Monday, August 29, 2022

Harrisburg Patient in ER, Dead For an Hour

By Walter F. Roche Jr.

A patient in the Emergency Department at a Harrisburg hospital lay dead in a wheelchair for about an hour before a nurse noticed the patient looked distressed and searched for a pulse. There was none.
Video tapes of the June 26 incident at the UPMC Pinnacle Hospital showed no less than five employees, nurses and a security officer, walked past the woman whose head was hyperextended over the back of the wheelchair.
About an hour earlier the unidentified woman had gone to the registration desk and reported she couldn't breathe.
The videotapes showed she returned to her wheelchair and didn't move again until her lifeless body was found by the nurse at 5:24 a.m. The official time of death was set at 5:46 a.m.
A hospital spokeswoman, Amber Depew, said the faciliity worked with the state to prepare a corrective action plan and that the plan had been implemented and accepted by the state.
According to the report state inspectors, acting on a complaint went to the hospital in late June to examine records and question employees. They declared a state of imediate jeopardy, which forced hospital officials to immediately come up with a corrective action plan.

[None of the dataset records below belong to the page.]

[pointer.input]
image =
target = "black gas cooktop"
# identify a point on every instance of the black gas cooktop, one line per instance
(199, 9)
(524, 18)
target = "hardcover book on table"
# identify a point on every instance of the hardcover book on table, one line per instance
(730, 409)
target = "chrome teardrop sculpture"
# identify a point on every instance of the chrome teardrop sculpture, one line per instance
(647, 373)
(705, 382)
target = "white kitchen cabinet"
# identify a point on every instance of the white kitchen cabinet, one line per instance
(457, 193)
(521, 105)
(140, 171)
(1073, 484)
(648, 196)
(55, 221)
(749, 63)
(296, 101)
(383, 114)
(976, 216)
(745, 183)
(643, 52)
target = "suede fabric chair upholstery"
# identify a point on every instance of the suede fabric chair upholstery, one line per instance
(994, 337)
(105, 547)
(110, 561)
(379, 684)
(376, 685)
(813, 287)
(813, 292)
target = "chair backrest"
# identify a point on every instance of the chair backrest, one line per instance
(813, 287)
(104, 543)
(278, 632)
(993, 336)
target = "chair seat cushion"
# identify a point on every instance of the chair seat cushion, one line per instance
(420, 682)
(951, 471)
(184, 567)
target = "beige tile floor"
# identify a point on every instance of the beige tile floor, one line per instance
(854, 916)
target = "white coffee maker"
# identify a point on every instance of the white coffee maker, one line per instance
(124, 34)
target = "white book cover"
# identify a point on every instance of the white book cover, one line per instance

A plan was submitted about 90 minutes later which called for mandatory reassessment of patients awaiting care in the emergency department including an assessment of whether the patient's condition was worsening.

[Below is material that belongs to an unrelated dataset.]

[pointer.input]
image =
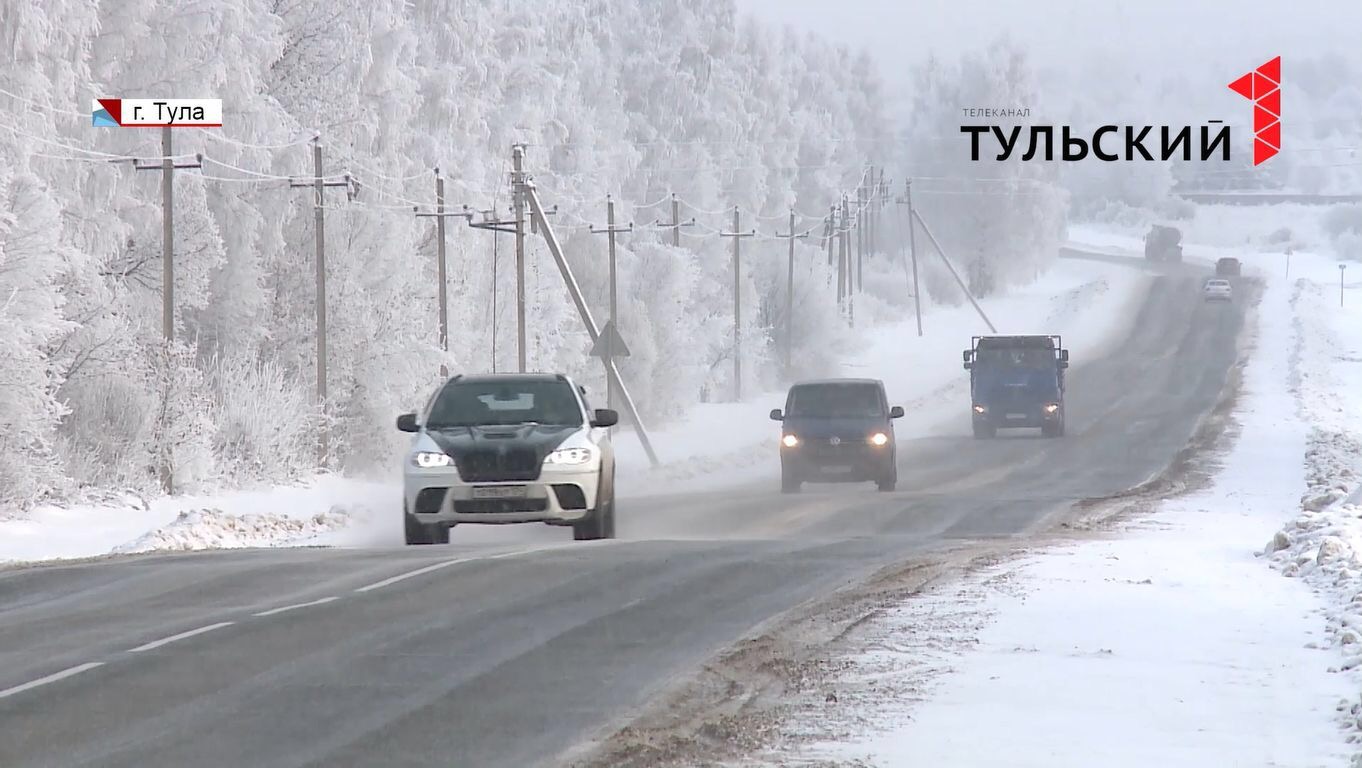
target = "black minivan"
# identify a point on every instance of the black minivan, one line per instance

"The hospital must meet the emergency needs of the patients in accordance woth acceptable standards of practice," the 14-page report states. "The hospital failed to provide emergency care in a timely manner."
According to the report the unidentified woman arrived at the hospital at 3:08 a.m. with chest pains and vomiting.
At 4:07 a.m. she went to the intake desk reporting that she couldn't breathe.
"Patient able to speak in whole sentences," the registration employee wrote in the patient's record.
The next entry at 5:24 a.m.reported the patient's lifeless body had been found and the nurse who discovered it yelling out for help. But that only happened after five other staffers walked past the woman with her head hyperextended over the back of the wheelchair and her left arm outstretched over the armrest of the wheelchair.
The report states that actions or inactions by staff "may have delayed interventions which could have possibly prevented the patient's death."
The hospital's plan of correction includes re-educating all staffers on the need to periodically re-assess patients awaiting care.
"Staff to be vigilant for signs of anything unusual when completing rounds," the plan states. It also calls for periodic audits to assure compliance.